Research, evaluation, analysis

Getting Your Percentage

Percentages are probably the most commonly used descriptive statistic today, so here are a couple of pointers for using them.

Like many others, I was trained not to use percentages if they were based on a sample of fewer than 100. So, for example, if 20 of 40 people were men, you were not supposed to say that 50% were men. There are some sensible reasons for this prohibition. One is that when you are talking about a small sample, a difference of one or two cases can produce a deceptively large difference in percentages. For example, 60% of women students may pass a test while only 40% of men students pass it. However, if only five men and five women took the test, this difference is less impressive than it appears at first glance.

Instead of reporting percentages of a sample of fewer than a hundred cases I often will give an approximate fraction "about a quarter" is often as accurate an estimate as 27%, say. Nevertheless, a percentage is sometimes the most convenient and accurate statistic even when the sample is smaller than a hundred cases; when it is I always report the size of the sample.

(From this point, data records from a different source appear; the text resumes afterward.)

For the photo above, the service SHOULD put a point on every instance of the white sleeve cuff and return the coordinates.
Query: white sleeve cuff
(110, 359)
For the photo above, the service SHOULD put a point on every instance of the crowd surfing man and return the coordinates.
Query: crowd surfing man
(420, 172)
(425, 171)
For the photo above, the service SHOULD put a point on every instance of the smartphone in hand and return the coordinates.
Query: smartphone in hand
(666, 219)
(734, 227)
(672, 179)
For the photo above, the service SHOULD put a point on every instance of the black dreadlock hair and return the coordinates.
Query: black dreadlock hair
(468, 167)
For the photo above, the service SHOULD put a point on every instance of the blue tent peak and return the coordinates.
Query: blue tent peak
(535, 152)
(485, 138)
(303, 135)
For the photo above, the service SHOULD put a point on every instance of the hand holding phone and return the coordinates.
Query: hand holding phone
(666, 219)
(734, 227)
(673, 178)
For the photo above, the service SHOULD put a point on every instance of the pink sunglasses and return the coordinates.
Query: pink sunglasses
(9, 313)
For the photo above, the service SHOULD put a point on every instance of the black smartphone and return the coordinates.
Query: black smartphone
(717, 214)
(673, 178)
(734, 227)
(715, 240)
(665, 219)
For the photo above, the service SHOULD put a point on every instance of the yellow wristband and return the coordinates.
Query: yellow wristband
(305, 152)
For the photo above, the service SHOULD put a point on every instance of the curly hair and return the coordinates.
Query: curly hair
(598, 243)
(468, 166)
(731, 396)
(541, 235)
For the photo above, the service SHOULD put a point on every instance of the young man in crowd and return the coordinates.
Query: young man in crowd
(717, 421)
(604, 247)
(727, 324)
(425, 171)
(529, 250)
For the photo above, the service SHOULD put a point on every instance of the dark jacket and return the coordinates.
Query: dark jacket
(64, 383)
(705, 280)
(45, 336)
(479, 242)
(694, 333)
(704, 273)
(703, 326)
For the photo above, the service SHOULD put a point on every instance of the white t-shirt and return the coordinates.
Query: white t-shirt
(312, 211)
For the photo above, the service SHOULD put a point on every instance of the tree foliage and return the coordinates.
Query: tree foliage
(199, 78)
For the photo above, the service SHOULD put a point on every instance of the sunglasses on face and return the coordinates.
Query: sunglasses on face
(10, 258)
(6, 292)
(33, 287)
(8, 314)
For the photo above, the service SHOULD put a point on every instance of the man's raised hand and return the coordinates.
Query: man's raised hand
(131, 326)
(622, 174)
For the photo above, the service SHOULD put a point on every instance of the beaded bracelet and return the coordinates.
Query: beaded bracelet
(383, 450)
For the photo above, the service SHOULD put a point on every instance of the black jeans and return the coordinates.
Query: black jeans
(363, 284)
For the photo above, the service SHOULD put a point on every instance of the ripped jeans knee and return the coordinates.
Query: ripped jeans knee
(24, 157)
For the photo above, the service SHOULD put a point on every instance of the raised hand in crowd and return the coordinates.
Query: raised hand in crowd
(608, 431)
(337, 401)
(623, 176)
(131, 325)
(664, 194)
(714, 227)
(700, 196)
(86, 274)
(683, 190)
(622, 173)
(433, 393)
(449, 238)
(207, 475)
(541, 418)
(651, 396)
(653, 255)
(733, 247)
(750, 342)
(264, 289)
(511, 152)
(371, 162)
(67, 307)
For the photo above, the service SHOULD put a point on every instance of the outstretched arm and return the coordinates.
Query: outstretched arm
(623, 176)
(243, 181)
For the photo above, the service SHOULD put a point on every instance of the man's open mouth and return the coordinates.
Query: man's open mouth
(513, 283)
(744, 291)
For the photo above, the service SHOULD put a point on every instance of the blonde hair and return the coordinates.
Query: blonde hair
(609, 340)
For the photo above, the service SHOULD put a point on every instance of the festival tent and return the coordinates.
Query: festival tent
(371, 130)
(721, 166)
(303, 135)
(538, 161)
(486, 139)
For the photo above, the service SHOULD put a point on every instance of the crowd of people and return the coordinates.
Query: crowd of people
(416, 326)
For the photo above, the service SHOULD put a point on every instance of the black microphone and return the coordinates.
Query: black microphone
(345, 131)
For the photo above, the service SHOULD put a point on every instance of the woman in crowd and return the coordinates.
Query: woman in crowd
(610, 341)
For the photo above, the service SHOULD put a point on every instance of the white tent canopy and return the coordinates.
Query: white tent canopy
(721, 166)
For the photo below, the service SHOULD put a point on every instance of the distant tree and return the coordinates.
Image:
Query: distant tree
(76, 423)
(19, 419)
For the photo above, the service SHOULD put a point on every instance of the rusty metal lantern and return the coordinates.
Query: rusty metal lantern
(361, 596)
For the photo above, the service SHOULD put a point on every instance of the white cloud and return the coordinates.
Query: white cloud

Percentages are often presented with one or even two decimal places. For example, if 501 of a sample of 1,000 people were men, the percentage might be given as 50.1%. I abstain from this practice chiefly because I believe it gives a false impression of accuracy. In the example the estimate of 50.1% has the same confidence interval as the percentage of 50% we would get by rounding. Both imply that there is a 99% chance that the percentage in the population is somewhere between 46% and 54%. I suppose whether or not you use decimal places could be considered a matter of taste (and occasionally of significant figures), but why add a decimal place or two when that doesn't improve the accuracy of your estimate?